The petitioner relied upon the judgment of the Division Bench 2002 of the Bombay HC dated 06.11.2019, passed in W.P. (C) No. 28480/2019, titled Subir Chakravarty & Ors. vs. Kotak Mahindra Bank Ltd.
The receiver has been appointed by the learned CMM vide order dated 05.12.2019 & has appointed an advocate to take possession of the secured asset & Counsel for the petitioner doesn't dispute the fact that the receiver appointed by the learned CMM has taken possession of the subject secured asset on 16.01.2020.
The petitioners contended that the appointment of an advocate as a receiver was contrary to the provisions of Section 14 (1A) of the Securitisation & Reconstruction of Financial Assets & Enforcement of Securities Interest Act, 2002 &, therefore, that part of the order passed by the learned CMM should be set aside as was done by the Bombay HC in the aforementioned matter.

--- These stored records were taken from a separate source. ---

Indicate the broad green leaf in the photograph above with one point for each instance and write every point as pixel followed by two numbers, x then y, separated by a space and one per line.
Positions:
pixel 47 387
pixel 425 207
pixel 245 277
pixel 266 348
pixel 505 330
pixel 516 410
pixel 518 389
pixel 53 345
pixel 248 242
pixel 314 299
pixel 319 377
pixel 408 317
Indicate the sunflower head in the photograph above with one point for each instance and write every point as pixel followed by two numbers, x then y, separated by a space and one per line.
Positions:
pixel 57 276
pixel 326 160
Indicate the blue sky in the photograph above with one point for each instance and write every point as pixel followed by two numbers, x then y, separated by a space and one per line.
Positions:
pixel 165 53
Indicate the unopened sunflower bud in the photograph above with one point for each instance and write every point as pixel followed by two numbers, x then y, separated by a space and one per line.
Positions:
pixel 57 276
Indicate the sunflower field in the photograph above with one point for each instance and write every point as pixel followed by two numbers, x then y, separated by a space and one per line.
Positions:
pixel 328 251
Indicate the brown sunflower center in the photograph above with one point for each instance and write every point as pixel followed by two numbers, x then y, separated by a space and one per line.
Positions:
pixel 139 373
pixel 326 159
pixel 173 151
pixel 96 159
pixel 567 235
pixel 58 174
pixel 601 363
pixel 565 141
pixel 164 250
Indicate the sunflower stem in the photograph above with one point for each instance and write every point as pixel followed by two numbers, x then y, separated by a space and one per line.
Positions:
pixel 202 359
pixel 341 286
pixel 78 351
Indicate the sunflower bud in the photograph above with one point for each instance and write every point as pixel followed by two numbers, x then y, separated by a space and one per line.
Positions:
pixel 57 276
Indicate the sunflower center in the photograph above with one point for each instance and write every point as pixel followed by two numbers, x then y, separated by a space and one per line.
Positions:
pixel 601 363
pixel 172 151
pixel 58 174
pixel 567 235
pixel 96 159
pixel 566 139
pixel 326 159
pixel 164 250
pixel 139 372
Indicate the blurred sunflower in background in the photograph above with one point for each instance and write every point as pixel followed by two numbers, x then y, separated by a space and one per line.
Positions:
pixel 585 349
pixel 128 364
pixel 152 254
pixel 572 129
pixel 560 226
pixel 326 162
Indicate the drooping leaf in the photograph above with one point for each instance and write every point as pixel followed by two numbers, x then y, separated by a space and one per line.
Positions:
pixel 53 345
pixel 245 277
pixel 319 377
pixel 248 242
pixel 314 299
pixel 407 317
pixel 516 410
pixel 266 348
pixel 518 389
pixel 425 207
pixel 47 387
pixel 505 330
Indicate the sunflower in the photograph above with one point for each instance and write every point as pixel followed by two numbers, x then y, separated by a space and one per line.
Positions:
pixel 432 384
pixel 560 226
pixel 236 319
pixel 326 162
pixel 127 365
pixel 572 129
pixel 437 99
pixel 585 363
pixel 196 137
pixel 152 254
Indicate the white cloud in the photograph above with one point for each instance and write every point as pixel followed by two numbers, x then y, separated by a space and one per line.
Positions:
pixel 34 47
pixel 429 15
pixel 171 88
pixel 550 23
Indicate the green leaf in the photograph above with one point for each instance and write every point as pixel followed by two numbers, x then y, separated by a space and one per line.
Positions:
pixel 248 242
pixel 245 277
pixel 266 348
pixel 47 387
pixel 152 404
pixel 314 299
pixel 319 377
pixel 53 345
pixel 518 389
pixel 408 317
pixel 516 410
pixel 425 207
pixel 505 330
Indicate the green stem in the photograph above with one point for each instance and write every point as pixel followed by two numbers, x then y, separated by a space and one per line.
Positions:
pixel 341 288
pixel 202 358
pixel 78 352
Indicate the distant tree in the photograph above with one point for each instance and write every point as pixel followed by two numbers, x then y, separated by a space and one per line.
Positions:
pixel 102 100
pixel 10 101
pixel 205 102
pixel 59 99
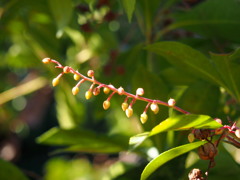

Justice Rajiv Shakdher observed that after the insertion of sub-section (1A) in Section 14, the only change that has been brought about is that the District Magistrate/CMM has now the discretion to appoint even their subordinate officers as receivers.
While dismissing the petition, the Court observed that provision vests discretion in the District Magistrate/CMM & as long the discretion is exercised with due care & caution, the appointment of advocates as receivers can't be faulted.